Some of Greece’s longest sandy beaches. Its highest mountain. A (small) ski resort. Several archaeological sites. Coastal resorts and traditional villages. A lively town. Pieria is an area in Greece that has a lot to offer.
Situated on the border between Thessaly and Macedonia, Mount Olympus is Greece’s highest mountain. Its highest peak, Mytikas, tops out at 2,917 metres and according to Greek mythology this was the meeting place of the ancient gods, the Olympians. Apparently it is not a very difficult mountain to climb, though it is not something I recommend you try unless you are an experienced climber or you go with a qualified guide. Most people leave from Litohori on the eastside and stay overnight in a mountain refuge before moving on to the top. But I’ve been told that it is actually a lot easier and faster to leave from the west side of the mountain; apparently you can reach the top in half a day. That said, there is no need to aim for the highest peak – the mountain, a protected national park, offers incredible biodiversity, appreciated by nature lovers and hikers alike. Over 1,700 plant species and well over 100 bird species have been recorded in the park, and you may spot deer, chamois, foxes and wild cats. Harder to spot, but there are wolves too. There are fantastic walking trails to explore and there are plenty of possibilities for other outdoor activities such as canyoning, river trekking, rock climbing and mountain biking. There also is the tiny ski centre of Elatohori. It has only five or six runs, nothing challenging, but it is nice and not bad at all for a day relaxed skiing.

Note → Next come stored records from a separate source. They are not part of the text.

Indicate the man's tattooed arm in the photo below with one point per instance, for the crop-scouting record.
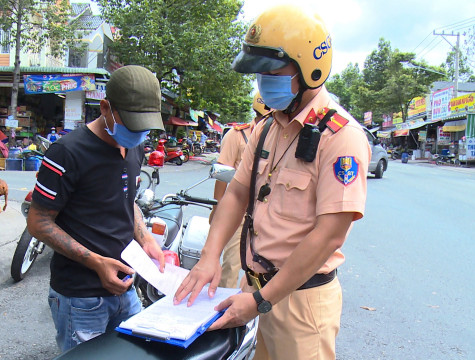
(41, 225)
(141, 234)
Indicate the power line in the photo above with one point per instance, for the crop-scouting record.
(456, 23)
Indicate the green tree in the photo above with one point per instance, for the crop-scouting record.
(389, 85)
(190, 45)
(345, 86)
(32, 24)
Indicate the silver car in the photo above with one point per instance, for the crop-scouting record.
(379, 156)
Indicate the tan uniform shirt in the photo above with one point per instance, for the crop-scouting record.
(233, 145)
(302, 191)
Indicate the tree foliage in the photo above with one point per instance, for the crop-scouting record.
(386, 85)
(190, 45)
(33, 24)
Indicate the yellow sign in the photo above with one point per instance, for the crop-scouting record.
(417, 106)
(397, 118)
(463, 103)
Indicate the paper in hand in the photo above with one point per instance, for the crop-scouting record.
(166, 282)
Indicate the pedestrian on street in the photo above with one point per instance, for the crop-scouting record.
(232, 148)
(83, 208)
(310, 185)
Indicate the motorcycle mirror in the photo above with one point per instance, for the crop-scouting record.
(222, 172)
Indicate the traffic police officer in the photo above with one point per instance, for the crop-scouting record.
(232, 148)
(311, 186)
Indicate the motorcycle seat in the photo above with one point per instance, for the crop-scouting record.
(173, 216)
(213, 345)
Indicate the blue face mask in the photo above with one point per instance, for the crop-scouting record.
(276, 91)
(124, 137)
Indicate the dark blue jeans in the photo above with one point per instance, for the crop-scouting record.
(81, 319)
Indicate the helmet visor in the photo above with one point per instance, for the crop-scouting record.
(253, 59)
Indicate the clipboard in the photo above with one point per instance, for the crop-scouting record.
(166, 338)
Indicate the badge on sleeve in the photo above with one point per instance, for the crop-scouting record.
(346, 169)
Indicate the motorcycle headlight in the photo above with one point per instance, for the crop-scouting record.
(159, 230)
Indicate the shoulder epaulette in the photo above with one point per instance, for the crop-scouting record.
(335, 122)
(242, 127)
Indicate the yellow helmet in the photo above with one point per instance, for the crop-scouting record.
(258, 104)
(286, 33)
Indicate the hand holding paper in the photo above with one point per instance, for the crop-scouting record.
(166, 282)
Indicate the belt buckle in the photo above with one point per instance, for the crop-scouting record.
(254, 281)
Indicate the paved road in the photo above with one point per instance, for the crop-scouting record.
(409, 262)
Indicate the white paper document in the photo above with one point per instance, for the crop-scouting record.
(167, 282)
(164, 320)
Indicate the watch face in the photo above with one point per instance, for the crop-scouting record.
(264, 307)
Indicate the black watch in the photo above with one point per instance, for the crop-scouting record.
(263, 306)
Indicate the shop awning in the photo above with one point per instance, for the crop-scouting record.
(404, 132)
(216, 127)
(173, 120)
(454, 126)
(383, 134)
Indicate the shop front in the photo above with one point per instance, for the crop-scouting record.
(48, 97)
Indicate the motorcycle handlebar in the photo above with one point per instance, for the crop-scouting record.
(200, 200)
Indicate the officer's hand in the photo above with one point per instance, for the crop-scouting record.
(152, 249)
(204, 272)
(108, 269)
(241, 308)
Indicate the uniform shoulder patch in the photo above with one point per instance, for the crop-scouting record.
(346, 169)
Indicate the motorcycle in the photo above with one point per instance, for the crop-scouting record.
(172, 154)
(28, 247)
(447, 159)
(164, 218)
(211, 145)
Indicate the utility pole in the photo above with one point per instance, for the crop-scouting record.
(457, 57)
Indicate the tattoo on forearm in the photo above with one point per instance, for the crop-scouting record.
(139, 226)
(51, 234)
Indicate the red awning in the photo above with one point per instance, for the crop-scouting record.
(216, 127)
(173, 120)
(404, 132)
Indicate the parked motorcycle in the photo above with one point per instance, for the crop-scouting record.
(165, 219)
(449, 159)
(172, 154)
(28, 247)
(211, 145)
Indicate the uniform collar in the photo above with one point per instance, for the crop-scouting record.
(319, 101)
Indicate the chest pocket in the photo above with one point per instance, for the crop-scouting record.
(292, 197)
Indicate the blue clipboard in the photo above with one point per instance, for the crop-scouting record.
(172, 341)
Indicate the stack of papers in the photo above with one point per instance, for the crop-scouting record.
(163, 321)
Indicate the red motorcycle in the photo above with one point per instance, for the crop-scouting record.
(172, 154)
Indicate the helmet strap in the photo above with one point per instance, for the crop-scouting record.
(295, 102)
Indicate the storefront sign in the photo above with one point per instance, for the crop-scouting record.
(471, 148)
(417, 106)
(443, 138)
(441, 103)
(11, 123)
(397, 118)
(422, 135)
(73, 109)
(387, 121)
(368, 118)
(99, 93)
(463, 103)
(51, 83)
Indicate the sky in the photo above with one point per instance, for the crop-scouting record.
(357, 25)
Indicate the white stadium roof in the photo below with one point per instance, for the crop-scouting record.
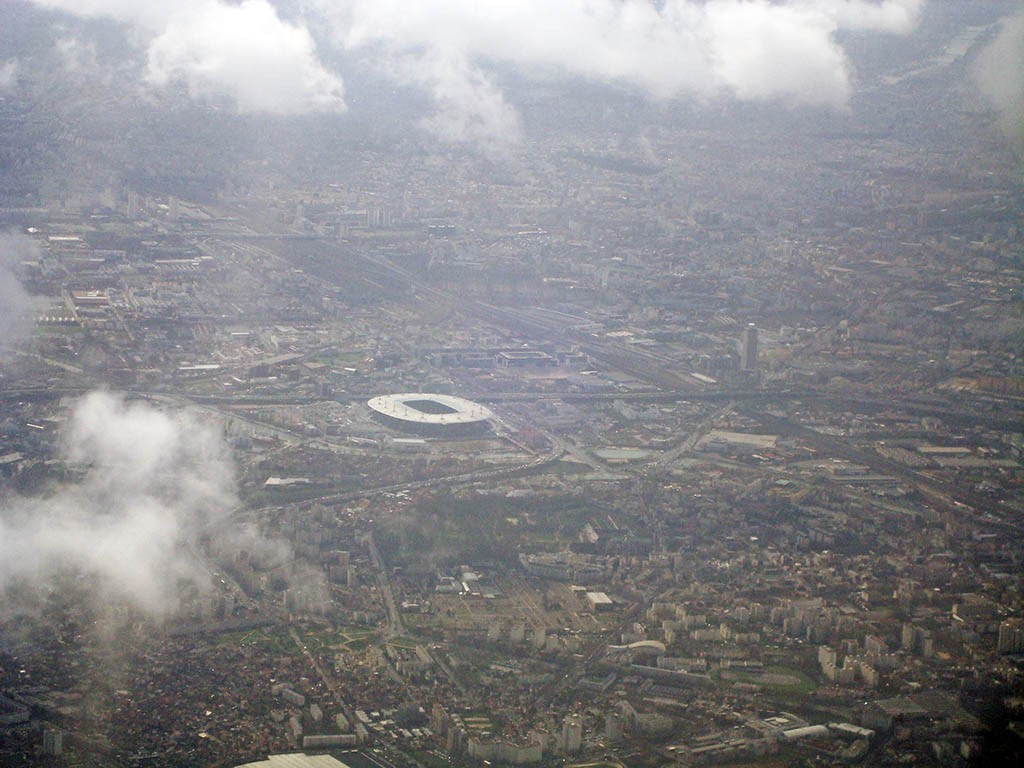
(417, 408)
(297, 760)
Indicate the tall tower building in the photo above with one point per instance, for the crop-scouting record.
(749, 348)
(571, 734)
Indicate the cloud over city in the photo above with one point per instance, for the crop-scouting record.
(151, 481)
(453, 49)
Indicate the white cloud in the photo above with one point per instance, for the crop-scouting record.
(245, 52)
(8, 76)
(248, 52)
(750, 49)
(998, 72)
(153, 480)
(747, 49)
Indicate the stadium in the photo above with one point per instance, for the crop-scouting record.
(432, 415)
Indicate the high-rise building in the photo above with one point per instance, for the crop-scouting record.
(1011, 637)
(571, 733)
(52, 741)
(749, 348)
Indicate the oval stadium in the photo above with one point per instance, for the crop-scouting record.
(434, 415)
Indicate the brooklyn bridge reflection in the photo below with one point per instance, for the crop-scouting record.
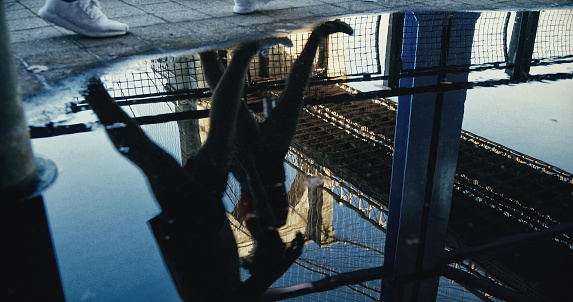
(340, 163)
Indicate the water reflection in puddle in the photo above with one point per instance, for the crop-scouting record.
(345, 149)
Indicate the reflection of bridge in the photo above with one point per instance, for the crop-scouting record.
(498, 191)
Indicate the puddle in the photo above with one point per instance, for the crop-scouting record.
(515, 152)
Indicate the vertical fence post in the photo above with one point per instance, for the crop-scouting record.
(28, 261)
(428, 128)
(394, 50)
(521, 45)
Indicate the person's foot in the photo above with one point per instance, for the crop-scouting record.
(248, 6)
(83, 17)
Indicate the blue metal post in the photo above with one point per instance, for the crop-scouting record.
(426, 144)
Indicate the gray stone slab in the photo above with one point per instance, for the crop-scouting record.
(34, 34)
(26, 23)
(44, 46)
(181, 15)
(290, 13)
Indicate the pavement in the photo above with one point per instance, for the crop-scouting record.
(166, 27)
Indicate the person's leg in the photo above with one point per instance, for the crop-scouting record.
(81, 16)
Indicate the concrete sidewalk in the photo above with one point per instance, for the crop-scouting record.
(160, 27)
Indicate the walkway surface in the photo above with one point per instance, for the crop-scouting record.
(160, 27)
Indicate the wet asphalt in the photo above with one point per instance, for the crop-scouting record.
(47, 55)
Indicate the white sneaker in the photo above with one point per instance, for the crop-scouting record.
(83, 17)
(248, 6)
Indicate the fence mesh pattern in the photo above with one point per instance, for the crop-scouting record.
(338, 190)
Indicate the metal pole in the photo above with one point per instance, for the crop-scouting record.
(428, 128)
(28, 261)
(17, 165)
(521, 45)
(394, 50)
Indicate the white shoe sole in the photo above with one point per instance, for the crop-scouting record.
(53, 18)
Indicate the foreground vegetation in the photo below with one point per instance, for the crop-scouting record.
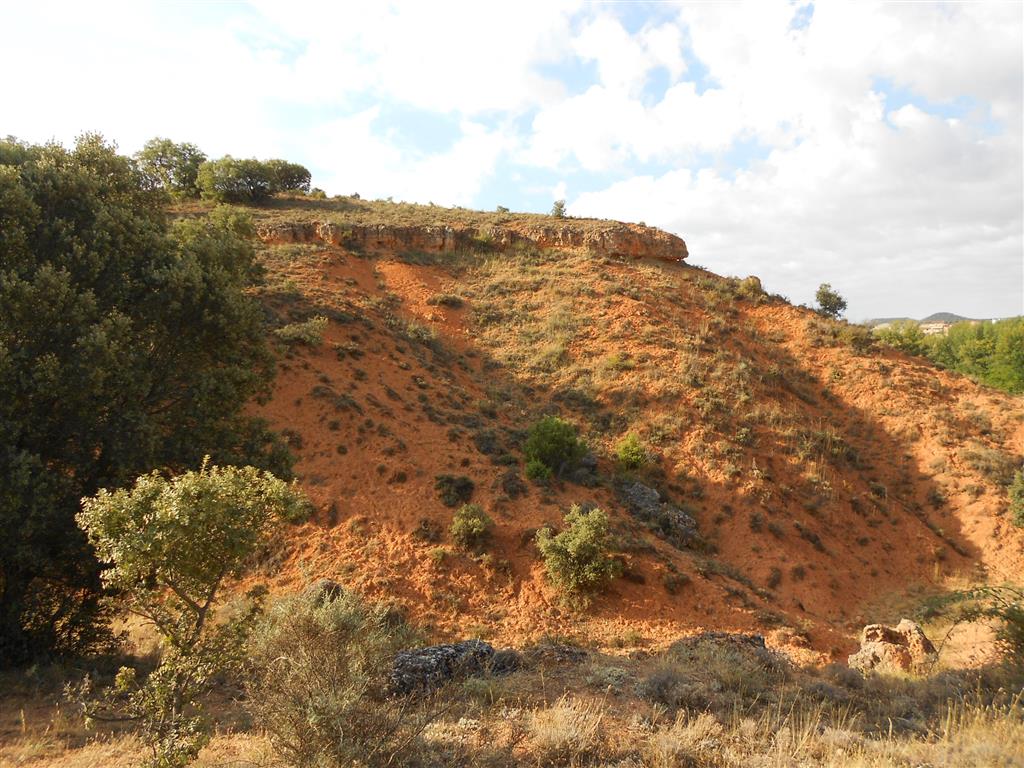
(108, 296)
(316, 694)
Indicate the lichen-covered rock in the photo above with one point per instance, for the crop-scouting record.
(672, 523)
(426, 669)
(900, 648)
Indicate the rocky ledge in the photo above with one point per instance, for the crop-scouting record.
(614, 240)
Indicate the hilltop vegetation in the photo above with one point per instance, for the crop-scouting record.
(128, 343)
(989, 352)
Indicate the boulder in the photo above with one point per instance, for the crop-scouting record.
(424, 670)
(900, 648)
(672, 523)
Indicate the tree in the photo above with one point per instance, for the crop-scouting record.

There are also several important archaeological sites, including those of Dion and of Pydna. North of Pieria, just outside the village of Vergina (in Imathia), you can – no, let me get this straight – you must visit the underground museum with the excavated tombs of Macedonian kings. This is one of the most magnificent archaeological finds in Greece, displaying the gold reliquaries and wreaths, and other riches of Macedonian royals. It is believed that one of the four tombs is of Philip II, the father of Alexander the Great, though some dispute this and believe that Alexander’s half-brother was buried here.